Pair Corralation between Cboe UK and Bankers Investment
Assuming the 90 days trading horizon Cboe UK Consumer is expected to generate 1.28 times more return on investment than Bankers Investment. However, Cboe UK is 1.28 times more volatile than Bankers Investment Trust. It trades about 0.28 of its potential returns per unit of risk. Bankers Investment Trust is currently generating about 0.09 per unit of risk. If you would invest 2,770,118 in Cboe UK Consumer on September 2, 2024 and sell it today you would earn a total of 490,184 from holding Cboe UK Consumer or generate 17.7% return on investment over 90 days.
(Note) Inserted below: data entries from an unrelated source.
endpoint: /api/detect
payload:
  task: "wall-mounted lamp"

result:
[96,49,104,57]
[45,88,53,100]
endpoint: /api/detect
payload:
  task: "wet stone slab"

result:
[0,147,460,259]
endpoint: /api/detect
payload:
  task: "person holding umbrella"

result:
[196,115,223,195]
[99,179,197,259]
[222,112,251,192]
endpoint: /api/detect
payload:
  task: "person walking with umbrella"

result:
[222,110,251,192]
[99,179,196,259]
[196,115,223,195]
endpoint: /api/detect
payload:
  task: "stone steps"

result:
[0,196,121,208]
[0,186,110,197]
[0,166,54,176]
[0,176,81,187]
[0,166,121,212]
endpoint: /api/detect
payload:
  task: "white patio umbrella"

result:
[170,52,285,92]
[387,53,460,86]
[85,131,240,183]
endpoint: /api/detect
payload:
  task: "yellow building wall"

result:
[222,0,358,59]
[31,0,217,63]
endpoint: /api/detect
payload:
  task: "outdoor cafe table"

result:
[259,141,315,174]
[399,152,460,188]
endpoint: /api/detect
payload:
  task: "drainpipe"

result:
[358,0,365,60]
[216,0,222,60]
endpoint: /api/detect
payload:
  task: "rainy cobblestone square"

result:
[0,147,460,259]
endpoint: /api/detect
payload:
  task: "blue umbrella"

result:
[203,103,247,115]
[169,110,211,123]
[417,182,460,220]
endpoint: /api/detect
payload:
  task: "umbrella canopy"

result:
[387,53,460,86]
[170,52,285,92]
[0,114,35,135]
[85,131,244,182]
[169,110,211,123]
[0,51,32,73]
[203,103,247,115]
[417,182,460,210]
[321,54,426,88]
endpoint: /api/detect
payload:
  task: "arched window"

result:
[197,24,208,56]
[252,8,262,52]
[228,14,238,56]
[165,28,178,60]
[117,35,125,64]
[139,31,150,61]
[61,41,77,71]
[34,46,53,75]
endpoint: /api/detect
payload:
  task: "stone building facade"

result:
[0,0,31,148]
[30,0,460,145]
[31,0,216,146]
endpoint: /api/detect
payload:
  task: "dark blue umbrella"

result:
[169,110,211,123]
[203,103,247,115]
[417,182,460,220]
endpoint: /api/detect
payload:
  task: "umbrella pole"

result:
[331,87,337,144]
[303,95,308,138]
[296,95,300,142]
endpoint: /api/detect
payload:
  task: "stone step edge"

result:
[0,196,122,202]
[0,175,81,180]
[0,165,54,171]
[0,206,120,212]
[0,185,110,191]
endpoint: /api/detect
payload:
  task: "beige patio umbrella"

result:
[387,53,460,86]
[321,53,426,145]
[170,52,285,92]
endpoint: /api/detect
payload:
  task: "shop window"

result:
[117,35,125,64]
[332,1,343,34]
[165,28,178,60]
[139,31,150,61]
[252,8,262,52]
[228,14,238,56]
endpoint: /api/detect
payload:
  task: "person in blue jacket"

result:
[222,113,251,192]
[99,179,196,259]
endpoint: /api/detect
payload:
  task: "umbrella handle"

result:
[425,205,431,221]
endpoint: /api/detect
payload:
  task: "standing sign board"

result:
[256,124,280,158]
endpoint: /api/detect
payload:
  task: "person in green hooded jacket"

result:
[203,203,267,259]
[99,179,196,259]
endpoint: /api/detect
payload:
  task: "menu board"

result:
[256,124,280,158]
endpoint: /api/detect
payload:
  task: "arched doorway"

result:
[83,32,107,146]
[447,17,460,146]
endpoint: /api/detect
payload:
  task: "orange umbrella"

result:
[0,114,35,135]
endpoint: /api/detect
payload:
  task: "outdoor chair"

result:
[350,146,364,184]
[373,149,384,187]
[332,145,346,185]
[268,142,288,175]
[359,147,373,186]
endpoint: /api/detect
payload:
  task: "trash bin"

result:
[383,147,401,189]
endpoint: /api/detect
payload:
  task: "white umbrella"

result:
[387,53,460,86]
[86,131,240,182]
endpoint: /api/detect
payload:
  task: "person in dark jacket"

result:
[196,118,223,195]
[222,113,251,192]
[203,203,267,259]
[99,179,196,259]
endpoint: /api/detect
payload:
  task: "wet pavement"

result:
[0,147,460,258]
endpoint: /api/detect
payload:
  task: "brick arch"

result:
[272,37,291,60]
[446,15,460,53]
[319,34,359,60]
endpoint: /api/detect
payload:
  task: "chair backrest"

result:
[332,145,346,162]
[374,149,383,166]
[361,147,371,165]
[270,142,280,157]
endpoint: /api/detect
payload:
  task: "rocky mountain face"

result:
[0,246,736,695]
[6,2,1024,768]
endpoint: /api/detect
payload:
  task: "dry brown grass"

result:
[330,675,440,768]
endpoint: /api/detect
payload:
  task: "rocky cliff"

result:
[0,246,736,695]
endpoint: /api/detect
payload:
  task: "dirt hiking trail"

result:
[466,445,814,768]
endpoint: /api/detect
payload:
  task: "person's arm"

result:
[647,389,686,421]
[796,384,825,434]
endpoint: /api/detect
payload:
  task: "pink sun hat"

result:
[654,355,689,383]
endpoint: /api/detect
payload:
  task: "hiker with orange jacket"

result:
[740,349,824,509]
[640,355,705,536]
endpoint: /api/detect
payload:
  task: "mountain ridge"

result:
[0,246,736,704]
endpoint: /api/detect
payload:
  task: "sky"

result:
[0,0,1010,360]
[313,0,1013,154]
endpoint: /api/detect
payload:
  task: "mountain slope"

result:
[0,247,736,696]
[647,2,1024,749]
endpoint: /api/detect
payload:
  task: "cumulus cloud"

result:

Time Period | 3 Months [change] |
Direction | Moves Together |
Strength | Strong |
Accuracy | 100.0% |
Values | Daily Returns |
Cboe UK Consumer vs. Bankers Investment Trust
Performance |
Timeline |
Cboe UK and Bankers Investment Volatility Contrast
Predicted Return Density |
Returns |
Cboe UK Consumer
Pair trading matchups for Cboe UK
Bankers Investment Trust
Pair trading matchups for Bankers Investment
Pair Trading with Cboe UK and Bankers Investment
The main advantage of trading using opposite Cboe UK and Bankers Investment positions is that it hedges away some unsystematic risk. Because of two separate transactions, even if Cboe UK position performs unexpectedly, Bankers Investment can make up some of the losses. Pair trading also minimizes risk from directional movements in the market. For example, if an entire industry or sector drops because of unexpected headlines, the short position in Bankers Investment will offset losses from the drop in Bankers Investment's long position.Cboe UK vs. Check Point Software | Cboe UK vs. Evolution Gaming Group | Cboe UK vs. Beeks Trading | Cboe UK vs. Hansa Investment |
Bankers Investment vs. Bell Food Group | Bankers Investment vs. Electronic Arts | Bankers Investment vs. Hilton Food Group | Bankers Investment vs. Compal Electronics GDR |
Check out your portfolio center.Note that this page's information should be used as a complementary analysis to find the right mix of equity instruments to add to your existing portfolios or create a brand new portfolio. You can also try the Portfolio Optimization module to compute new portfolio that will generate highest expected return given your specified tolerance for risk.